The Company and the other defendants believe that the allegations in the complaints and the demand letters are without merit, that the Proxy Statement fully complies with the Exchange Act and all other applicable law, and that no further disclosure is required. However, solely to avoid the risk of delaying or otherwise adversely affecting the consummation of the Merger and to minimize the expense and distraction of defending such actions, Hanger hereby voluntarily amends and supplements the Proxy Statement as set forth in this Current Report on Form 8-K. Nothing in the supplemental disclosures set forth below should be deemed an admission of the legal necessity or materiality under applicable laws of any of the disclosures set forth herein.

 

The Hanger board of directors unanimously recommends that you vote: (i) “FOR” the proposal to adopt and approve the Merger Agreement and the transactions contemplated thereby, including the Merger; (ii) “FOR” the proposal to adjourn the special meeting to a later date or dates if necessary; and (iii) “FOR” the non-binding, advisory proposal to approve certain compensation that will or may become payable to our named executive officers in connection with the Merger, each as described in the Proxy Statement.

 

The information contained in this Current Report on Form 8-K is incorporated by reference into the Proxy Statement.

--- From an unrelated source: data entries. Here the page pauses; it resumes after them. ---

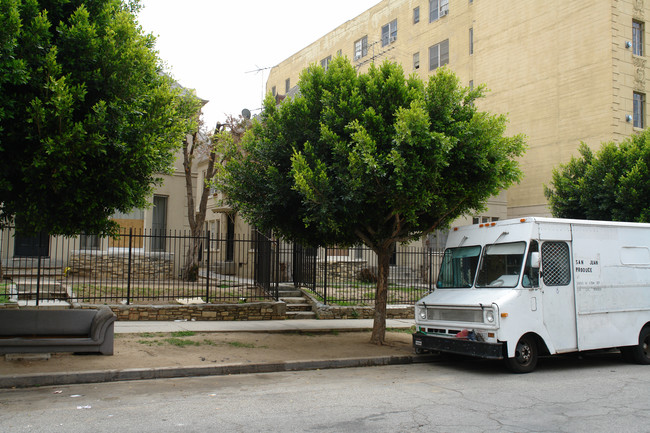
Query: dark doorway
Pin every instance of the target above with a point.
(159, 223)
(32, 245)
(230, 237)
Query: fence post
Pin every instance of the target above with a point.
(430, 268)
(38, 269)
(128, 269)
(277, 269)
(207, 269)
(325, 279)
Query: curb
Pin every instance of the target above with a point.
(55, 379)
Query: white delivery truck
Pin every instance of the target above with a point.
(517, 289)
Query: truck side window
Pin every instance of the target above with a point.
(556, 264)
(531, 274)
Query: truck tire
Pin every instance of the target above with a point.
(526, 353)
(640, 353)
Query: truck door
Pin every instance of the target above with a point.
(558, 296)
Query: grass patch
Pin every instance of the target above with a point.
(179, 342)
(151, 342)
(183, 334)
(148, 335)
(244, 345)
(410, 330)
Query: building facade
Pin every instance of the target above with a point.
(564, 72)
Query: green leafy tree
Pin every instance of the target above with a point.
(376, 157)
(612, 185)
(88, 120)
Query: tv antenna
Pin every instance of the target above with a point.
(257, 71)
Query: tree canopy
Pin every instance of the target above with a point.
(88, 120)
(612, 184)
(377, 158)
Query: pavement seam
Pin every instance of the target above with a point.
(59, 378)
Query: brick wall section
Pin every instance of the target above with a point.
(250, 311)
(339, 312)
(104, 265)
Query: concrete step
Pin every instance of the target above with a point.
(298, 307)
(301, 315)
(293, 299)
(27, 290)
(289, 293)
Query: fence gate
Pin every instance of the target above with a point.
(265, 264)
(304, 266)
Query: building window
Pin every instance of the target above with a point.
(325, 63)
(437, 9)
(484, 219)
(361, 48)
(439, 55)
(639, 110)
(637, 38)
(88, 242)
(471, 41)
(389, 33)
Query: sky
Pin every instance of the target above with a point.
(224, 48)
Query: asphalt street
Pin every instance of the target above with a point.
(596, 393)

All page references in this Current Report on Form 8-K are to pages of the Proxy Statement, and all terms used in this Current Report on Form 8-K, but not otherwise defined, shall have the meanings ascribed to such terms in the Proxy Statement. The following information should be read in conjunction with the Proxy Statement, which should be read in its entirety. To the extent that information in this Current Report on Form 8-K differs from or updates information contained in the Proxy Statement, the information in this Current Report on Form 8-K shall supersede or supplement such information in the Proxy Statement.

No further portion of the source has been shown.